I had the opportunity to ask one such woman about her former church. Turns out that she was on the worship team – playing the piano, was on the teaching staff in charge of middle school students, and also ran the soup kitchen which regurlarly provided food for 150 people from all walks of life – including young children. This ministry was quite successful and attracted the attention of the health department. They decided that the sinks were out of code and closed down the soup kitchen. When she brought the matter up to the elders, they assigned a deacon to investigate the matter. This particular deacon had no love for her ministry and he suggested that it was for the best that the soup kitchen was closed down. After all, the Bible says that those who do not work ought not to eat and they felt that too many undesirables had been fed. He concluded that $5,000 was just too much to spend fixing up the old kitchen when it could be put to better use – like spending $20,000 on an electronic (LED) sign for the church. She loves this church dearly and plans to return to it in time.

People like her are the pulse of her church, they are a sign of life. They’re the hands that ‘do’ and the feet that ‘go’. There are also not that many of them – some churches are lucky to have just one. Losing one is not a small loss, but a great one. She’s not out to make money, she just wants to help people and make sure little kids get a good meal. Her church might not realize how vital her efforts are or appreciate her. The Bible calls for deacons to be servants. The funny thing is, she’s doing exactly what the deacon ought to have done – serve others. Without this ministry, her church cannot reach out to 150 members of its community. Such churches ‘fishbowl’ – they take care of their own quite well, but can’t exactly reach out.

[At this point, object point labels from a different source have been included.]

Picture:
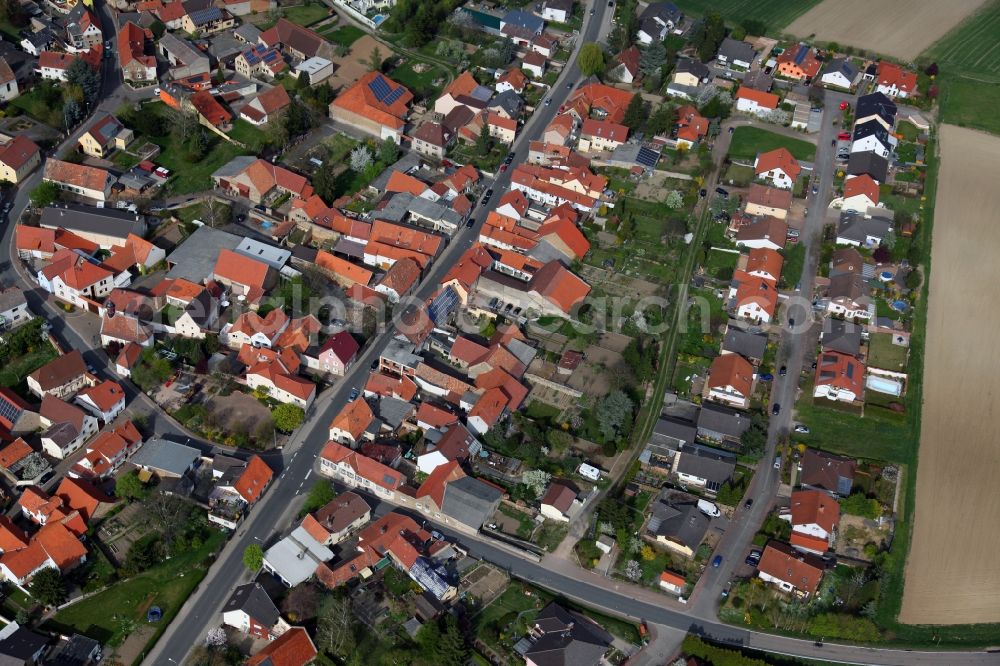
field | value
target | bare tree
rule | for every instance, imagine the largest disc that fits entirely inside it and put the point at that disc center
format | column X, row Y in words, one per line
column 335, row 627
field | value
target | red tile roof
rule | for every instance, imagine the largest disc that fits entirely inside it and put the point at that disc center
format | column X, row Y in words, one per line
column 254, row 479
column 354, row 418
column 784, row 563
column 779, row 158
column 890, row 74
column 361, row 100
column 815, row 507
column 80, row 495
column 731, row 370
column 292, row 648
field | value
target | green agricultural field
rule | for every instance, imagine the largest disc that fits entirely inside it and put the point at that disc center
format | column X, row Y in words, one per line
column 748, row 141
column 969, row 63
column 883, row 354
column 776, row 14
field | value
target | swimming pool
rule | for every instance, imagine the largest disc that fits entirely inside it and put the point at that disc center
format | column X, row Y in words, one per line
column 884, row 385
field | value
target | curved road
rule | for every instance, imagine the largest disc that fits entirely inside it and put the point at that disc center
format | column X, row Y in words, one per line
column 277, row 508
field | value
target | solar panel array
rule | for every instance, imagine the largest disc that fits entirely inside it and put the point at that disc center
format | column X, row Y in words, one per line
column 383, row 92
column 442, row 305
column 9, row 411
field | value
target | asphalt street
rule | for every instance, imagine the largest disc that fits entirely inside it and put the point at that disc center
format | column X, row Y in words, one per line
column 295, row 466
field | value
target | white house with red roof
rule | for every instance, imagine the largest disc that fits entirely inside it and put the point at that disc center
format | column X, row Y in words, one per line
column 105, row 400
column 777, row 167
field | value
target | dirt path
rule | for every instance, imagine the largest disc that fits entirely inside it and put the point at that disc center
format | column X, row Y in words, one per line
column 900, row 28
column 952, row 576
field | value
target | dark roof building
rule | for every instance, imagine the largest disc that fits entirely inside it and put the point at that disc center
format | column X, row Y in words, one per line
column 565, row 638
column 470, row 501
column 740, row 341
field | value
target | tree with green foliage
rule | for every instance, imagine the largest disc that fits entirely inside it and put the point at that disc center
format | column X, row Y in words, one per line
column 335, row 632
column 635, row 113
column 614, row 415
column 44, row 194
column 287, row 417
column 47, row 587
column 81, row 74
column 388, row 152
column 129, row 487
column 661, row 120
column 253, row 557
column 591, row 59
column 321, row 494
column 484, row 144
column 652, row 57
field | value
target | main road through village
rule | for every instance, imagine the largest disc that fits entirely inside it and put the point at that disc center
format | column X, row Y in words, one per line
column 297, row 461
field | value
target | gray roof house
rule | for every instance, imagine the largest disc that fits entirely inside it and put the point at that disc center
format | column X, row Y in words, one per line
column 561, row 637
column 840, row 72
column 676, row 522
column 166, row 458
column 704, row 467
column 470, row 501
column 740, row 341
column 840, row 335
column 253, row 601
column 721, row 425
column 862, row 231
column 195, row 259
column 736, row 52
column 99, row 225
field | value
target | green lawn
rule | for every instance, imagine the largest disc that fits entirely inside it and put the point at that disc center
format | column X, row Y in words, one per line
column 880, row 434
column 776, row 14
column 885, row 355
column 421, row 84
column 969, row 63
column 306, row 14
column 747, row 142
column 345, row 35
column 32, row 104
column 16, row 372
column 249, row 135
column 104, row 616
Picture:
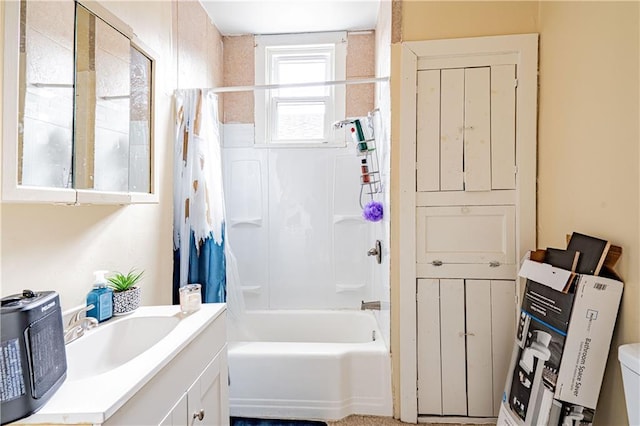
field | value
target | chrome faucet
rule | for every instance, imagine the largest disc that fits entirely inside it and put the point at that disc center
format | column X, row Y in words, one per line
column 370, row 305
column 77, row 326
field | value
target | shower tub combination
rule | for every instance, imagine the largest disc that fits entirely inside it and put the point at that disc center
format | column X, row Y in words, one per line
column 305, row 364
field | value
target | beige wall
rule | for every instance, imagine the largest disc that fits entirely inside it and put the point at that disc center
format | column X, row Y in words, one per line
column 588, row 178
column 48, row 247
column 588, row 156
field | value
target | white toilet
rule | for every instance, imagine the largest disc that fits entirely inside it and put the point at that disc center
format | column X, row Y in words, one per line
column 629, row 356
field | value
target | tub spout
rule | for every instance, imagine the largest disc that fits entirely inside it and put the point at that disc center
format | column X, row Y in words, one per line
column 370, row 305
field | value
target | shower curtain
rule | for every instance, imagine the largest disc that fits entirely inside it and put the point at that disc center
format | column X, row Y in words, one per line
column 198, row 201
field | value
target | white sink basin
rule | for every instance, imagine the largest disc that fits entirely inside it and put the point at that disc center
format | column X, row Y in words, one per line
column 114, row 343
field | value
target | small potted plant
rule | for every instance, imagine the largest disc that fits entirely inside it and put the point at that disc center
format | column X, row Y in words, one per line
column 126, row 295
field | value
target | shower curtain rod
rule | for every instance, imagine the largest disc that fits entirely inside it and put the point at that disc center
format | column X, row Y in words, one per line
column 229, row 89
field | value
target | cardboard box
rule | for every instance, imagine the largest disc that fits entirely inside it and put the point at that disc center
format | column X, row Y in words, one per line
column 562, row 345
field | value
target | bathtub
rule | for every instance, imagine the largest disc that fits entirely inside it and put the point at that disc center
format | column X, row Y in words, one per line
column 306, row 364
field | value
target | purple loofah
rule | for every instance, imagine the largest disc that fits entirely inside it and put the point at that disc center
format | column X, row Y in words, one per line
column 373, row 211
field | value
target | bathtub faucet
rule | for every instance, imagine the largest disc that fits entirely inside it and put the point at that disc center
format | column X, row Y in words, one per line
column 370, row 305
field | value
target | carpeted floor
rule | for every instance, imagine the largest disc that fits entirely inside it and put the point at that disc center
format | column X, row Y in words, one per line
column 246, row 421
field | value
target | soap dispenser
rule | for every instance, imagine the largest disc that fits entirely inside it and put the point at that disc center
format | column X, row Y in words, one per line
column 101, row 297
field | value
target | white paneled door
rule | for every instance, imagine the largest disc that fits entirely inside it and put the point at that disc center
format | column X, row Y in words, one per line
column 468, row 228
column 465, row 336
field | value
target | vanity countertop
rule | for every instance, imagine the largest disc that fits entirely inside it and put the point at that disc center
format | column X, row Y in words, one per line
column 92, row 400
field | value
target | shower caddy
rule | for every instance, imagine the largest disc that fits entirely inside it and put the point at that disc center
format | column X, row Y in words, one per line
column 362, row 134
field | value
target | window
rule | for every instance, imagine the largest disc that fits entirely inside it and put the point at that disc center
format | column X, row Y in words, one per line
column 300, row 113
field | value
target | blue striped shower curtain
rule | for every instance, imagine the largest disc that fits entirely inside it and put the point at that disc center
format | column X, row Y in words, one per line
column 198, row 216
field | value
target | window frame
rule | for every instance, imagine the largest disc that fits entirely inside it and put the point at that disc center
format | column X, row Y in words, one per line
column 299, row 46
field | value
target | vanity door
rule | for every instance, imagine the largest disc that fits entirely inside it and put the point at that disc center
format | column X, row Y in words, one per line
column 208, row 398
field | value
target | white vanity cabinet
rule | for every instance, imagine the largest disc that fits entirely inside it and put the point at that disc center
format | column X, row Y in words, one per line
column 194, row 382
column 205, row 403
column 181, row 378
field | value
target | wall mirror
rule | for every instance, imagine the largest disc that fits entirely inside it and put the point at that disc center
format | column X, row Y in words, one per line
column 78, row 107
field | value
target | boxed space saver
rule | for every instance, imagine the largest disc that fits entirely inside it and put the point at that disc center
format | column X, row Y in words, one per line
column 562, row 343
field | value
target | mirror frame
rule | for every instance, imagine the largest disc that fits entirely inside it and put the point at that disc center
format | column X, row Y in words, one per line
column 16, row 193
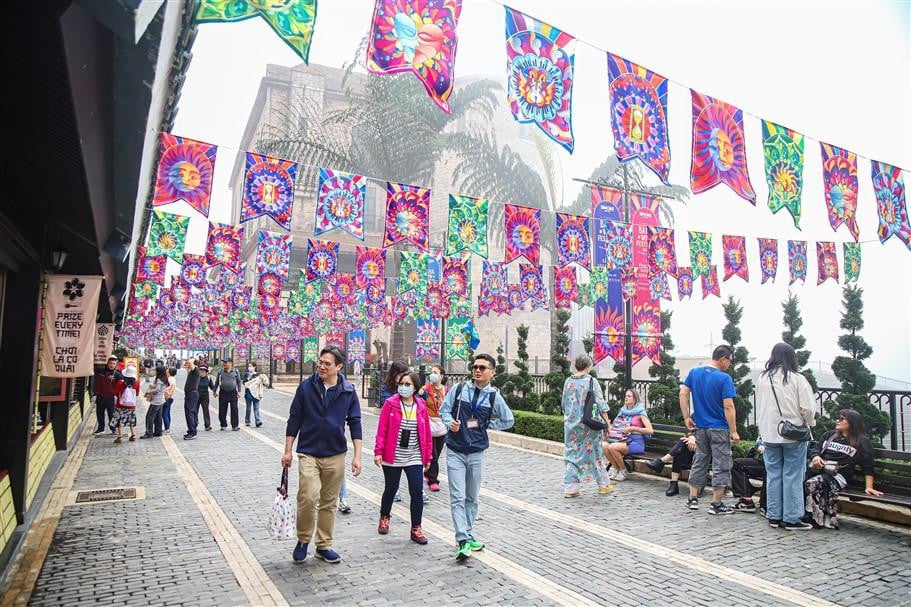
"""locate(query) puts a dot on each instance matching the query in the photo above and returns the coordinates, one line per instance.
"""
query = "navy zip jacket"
(318, 417)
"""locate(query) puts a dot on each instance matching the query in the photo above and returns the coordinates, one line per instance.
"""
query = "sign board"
(70, 308)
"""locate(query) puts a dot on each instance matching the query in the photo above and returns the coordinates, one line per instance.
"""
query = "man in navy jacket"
(322, 405)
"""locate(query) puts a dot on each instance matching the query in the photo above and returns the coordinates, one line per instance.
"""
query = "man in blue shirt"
(468, 410)
(714, 422)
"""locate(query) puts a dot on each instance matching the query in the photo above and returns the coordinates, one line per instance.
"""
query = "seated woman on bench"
(627, 435)
(832, 464)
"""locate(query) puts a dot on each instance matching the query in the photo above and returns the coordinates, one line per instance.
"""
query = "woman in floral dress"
(582, 453)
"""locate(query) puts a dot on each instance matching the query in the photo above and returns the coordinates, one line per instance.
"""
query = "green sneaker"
(463, 551)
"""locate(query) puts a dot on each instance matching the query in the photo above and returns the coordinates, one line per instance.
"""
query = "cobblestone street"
(199, 538)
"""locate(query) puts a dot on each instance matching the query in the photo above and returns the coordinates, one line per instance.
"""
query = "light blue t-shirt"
(710, 386)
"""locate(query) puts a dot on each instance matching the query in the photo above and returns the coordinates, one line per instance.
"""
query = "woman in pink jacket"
(403, 442)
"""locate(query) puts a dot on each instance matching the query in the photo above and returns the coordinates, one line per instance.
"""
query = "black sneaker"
(720, 508)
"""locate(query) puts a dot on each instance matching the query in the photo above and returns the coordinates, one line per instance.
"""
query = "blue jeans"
(465, 471)
(785, 465)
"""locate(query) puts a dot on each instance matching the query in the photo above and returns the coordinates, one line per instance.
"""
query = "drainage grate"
(106, 495)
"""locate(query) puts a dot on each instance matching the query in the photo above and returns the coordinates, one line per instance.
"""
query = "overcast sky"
(837, 72)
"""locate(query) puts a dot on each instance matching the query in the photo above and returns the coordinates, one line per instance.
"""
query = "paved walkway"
(198, 537)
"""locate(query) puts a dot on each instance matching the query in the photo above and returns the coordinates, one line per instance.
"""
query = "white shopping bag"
(283, 518)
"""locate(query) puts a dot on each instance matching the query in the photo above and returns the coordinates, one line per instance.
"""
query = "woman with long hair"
(784, 395)
(839, 451)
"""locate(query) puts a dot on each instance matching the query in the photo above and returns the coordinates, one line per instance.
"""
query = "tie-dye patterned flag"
(467, 225)
(768, 258)
(185, 172)
(539, 74)
(735, 257)
(407, 215)
(891, 205)
(523, 233)
(719, 150)
(573, 241)
(797, 260)
(783, 151)
(839, 173)
(638, 98)
(340, 203)
(417, 36)
(292, 20)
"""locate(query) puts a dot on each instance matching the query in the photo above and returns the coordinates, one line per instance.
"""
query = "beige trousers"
(319, 481)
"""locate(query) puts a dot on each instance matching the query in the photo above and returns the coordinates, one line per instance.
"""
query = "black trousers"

The last Sunday she was there, a little child ran up to her and said; “I’m hungry.”
“Let’s go to the kitchen and I’ll see what I can find for you.” She told him.
“Where’s the good food like you used to have?” The child asked.

That broke her heart. That child is in the wrong church to find food for there is none; and certainly is in the wrong church to find spiritual nourishment – they ran out of that some time ago.

...Anyway, that's just how I feel about it ... What do you think?